About half the carbs (starches) become a new structure called Resistant Starch. And this new kind of carbohydrate is harder for the body to convert to fat.
Cooling carb-rich foods right after cooking can cut the calories you absorb from them by as much as 60%, depending on the food.
Don’t’ worry, nobody’s suggesting chowing down on cold spaghetti. The change from cooking, then chilling, is irreversible – so once the carbs have cooled you can reheat them and eat them piping hot and the caloric impact will still be anywhere from 40-60% less than normal.
The best fat loss diets contain relatively high amounts of protein.
Lean meat is an excellent protein. But lean fish may enhance fat loss even better. Lean fish contains just as much protein as meat, but that protein is of a different composition. Fish protein contains more taurine and glycine than meat protein.
In studies, researchers have found that if you feed mammals protein from fish instead of beef, they lose body fat.
A similar study was done with people. Two groups were told to follow a low-calorie diet for 8 weeks, with one getting their protein from beef, and the other from fish. Both groups ate the same number of calories, so most would expect the weight loss to be identical.
However, the people in the “fish” group lost an average of four pounds more body fat.
Don’t get it twisted: Beef isn’t bad. But if you’re looking to shed some pounds without having to starve, switching it up with fish is a great option.

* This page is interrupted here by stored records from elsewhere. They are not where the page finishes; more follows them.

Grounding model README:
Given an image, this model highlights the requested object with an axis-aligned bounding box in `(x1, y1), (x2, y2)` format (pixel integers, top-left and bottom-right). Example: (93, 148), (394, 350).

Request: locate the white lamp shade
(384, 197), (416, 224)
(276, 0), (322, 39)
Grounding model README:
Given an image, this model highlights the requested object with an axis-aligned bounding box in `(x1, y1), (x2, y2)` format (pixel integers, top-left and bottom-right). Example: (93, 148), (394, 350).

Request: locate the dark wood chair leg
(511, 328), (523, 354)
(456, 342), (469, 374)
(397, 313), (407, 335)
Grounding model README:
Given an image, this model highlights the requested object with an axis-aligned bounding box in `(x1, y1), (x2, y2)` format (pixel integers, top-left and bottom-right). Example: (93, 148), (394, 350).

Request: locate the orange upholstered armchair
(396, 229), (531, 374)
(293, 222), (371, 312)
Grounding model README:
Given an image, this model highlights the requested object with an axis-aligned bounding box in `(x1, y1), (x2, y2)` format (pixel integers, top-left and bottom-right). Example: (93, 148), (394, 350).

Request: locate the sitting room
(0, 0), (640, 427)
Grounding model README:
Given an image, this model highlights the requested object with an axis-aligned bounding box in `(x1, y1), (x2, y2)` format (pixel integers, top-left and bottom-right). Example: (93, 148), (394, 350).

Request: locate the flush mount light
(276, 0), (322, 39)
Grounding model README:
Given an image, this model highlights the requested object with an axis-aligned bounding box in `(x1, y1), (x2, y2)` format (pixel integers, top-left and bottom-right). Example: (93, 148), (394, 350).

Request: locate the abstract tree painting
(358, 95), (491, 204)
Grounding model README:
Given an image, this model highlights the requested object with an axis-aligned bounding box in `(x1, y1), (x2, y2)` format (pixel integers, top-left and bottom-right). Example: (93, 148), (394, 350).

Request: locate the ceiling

On the note about both groups getting the same number of calories but having different weight-loss results: Not all calories are created equal. Calories from certain foods are much more fat building (or burning) than others. More on that here for anyone who’s interested.
According to Italian scientists with the University of Naples-Federico II, if you eat a meal rich in fats from olive oil, you will feel full more quickly and eat less without purposefully trying to.
The body converts the main fatty acid in olive oil, oleic acid, into oleoylethanolamide. This substance suppresses appetite.
Olive oil is best raw (uncooked), so add it to a salad or drizzle it on pasta or bread to give it a richer, buttery taste.
Alternatively, oleic acid is also found in avocado and nuts.
Some of the greatest fat building foods known to man aren’t foods at all – they’re drinks. And they’re hiding stunning amounts of both sugar and calories.
The body doesn’t decrease feelings of hunger after the intake of high calorie liquids. Sodas, and even juices, defeat your natural mechanisms that regulate eating too much.
While there are sugar-free drinks and artificial sweetened sodas, there’s some controversy about their safety and effectiveness (although they’re probably fine). Also, many “health” or “fitness” drinks are actually hiding tons of sugar and calories, so it can get confusing and misleading trying to sort out the good from the bad.
Make it simple and try going a week drinking only water. It’s a guaranteed way to cut thousands of calories from your weekly intake, and your muscles, skin, and just about every organ in your body will thank you for the extra H20.
All over the industrialized world, working adults are dramatically short-changing themselves on sleep. Instead of solid, recuperative sleep, we stress too much, binge-watch Narcos until 3am, and endlessly swipe on our phones.
And the less we sleep, the more hunger-causing and fat-protecting hormones our bodies make.
In studies, the fattening effect of sleep deprivation is crystal clear. In fact, a study in the American Journal of Epidemiology found people who were allowed to sleep only 5 hours per day became fat twice as fast as people allowed to sleep 7 hours per day.
More evidence: Sleep researchers also had subjects sleep in one hour longer than usual. Thirty days later, the researchers took biomarkers and other measurements from their well-rested participants.
The data showed an increase in lean body mass. Upon further examination, researchers realized the participants had cut their body fat by 3% on average, without any dieting or food restrictions.
Need another reason to sleep in? Getting even a little extra shuteye provides a big boost to your testosterone levels.